Q: Where did you get the idea for STRINGS ATTACHED?
I wrote the original draft of Strings Attached back in 2000 or 2001, I think, so it's difficult to remember what all went into it. I do know that certain elements involving Katie's death were inspired by real life events in the news at the time, though not exactly. I was also passionate about animal rescue at the time, and still am, so a lot of the pets in the book were based on real fur babies I knew and loved. The general setting, though, was inspired by my own childhood growing up in a very rural, wooded area, growing food and raising animals. I didn't grow up in Manitoba, but I have a great respect for Canada's nature.
What inspired me to write it in the first place, though, was LaVyrle Spencer's last book before she retired – she spoke so warmly of her wonderful career, I started to think about writing romance. I had always written, and I had always loved romances, but I hadn't put two and two together – until that book, Then Came Heaven. Then I wrote Strings Attached. This is why Strings Attached so strongly reflects a classical contemporary romance tradition, I think, because I was inspired by her books. Theo, by the way, is nicknamed Teddy in the book in honour of one of LaVyrle Spencer's heroes.
Q: I loved the gorgeous descriptions of the ranches and the surrounding lands that were plentiful in the STRINGS ATTACHED. What type of research went into making those places come to life?
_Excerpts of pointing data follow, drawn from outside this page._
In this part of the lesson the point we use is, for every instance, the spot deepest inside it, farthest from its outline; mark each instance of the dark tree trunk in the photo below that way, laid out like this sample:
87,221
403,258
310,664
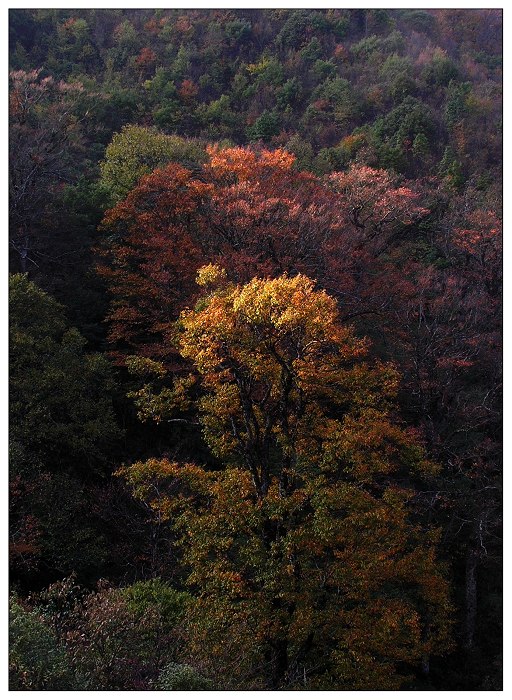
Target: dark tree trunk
471,597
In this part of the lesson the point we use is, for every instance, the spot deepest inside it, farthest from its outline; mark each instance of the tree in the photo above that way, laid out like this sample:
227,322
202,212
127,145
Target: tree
44,138
309,570
60,403
136,151
62,427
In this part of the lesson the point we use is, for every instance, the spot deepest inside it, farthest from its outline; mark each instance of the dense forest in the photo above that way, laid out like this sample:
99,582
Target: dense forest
255,349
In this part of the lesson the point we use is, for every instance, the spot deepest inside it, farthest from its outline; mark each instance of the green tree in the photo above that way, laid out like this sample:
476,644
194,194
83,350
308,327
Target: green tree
37,660
60,402
137,151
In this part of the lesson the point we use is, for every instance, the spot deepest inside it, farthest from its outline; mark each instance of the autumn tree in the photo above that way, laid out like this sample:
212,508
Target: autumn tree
136,151
310,572
252,210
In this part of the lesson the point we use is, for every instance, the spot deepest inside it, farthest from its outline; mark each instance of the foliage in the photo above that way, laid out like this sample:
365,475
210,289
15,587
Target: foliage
60,406
181,677
137,151
287,399
37,661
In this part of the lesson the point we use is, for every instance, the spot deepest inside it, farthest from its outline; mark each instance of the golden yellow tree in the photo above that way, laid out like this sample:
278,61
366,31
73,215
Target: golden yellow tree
308,570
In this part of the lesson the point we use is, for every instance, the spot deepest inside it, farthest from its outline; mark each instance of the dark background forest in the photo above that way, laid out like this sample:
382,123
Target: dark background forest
255,349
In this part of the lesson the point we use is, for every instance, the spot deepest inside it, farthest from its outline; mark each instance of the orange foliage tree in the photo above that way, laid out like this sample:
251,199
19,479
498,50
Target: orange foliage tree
308,570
I had several friends who were from Canada's west and from Australia, or who had travelled extensively around these regions, so I picked their brains and made sure they test-read the manuscript for me. Back when the original draft was written, I was very new to the internet, but I managed to make contact with a few people involved with buffalo ranching. Where I lived as a child, there was a family who owned a few bison, so I have always been fascinated by such wild icons living on a farm. I read a lot about the business and then clarified with people I met around online. I did a lot of climate and nature research – out of books, mostly, way back then, if you can believe it! I had a friend who was a meteorologist, who helped a good deal making sure things were as correct as I could make them. And, of course, my whole childhood was research in taking care of a working family farm.
Q: Theo is not a typical hero, what was it about him that drove you to write him the way that he is?
I'm glad you think so! He's certainly big, and tough, and handsome, like most romance heroes, but he's seasoned. He's had set-backs, and you can see that in him, so it kind of makes him more tragic and romantic to me. I guess, I'm a sucker for creatures who need rescuing, so a wounded hunk is better, to me, than one who's never faced loss or had life throw him lemons. I've always admired people who come back from troubles. I've known a few people who came out of trial stronger than before, and I find it wonderful. Theo's story reflects my belief, though, that doing everything alone doesn't necessarily mean you're stronger. It takes a lot of courage to accept help.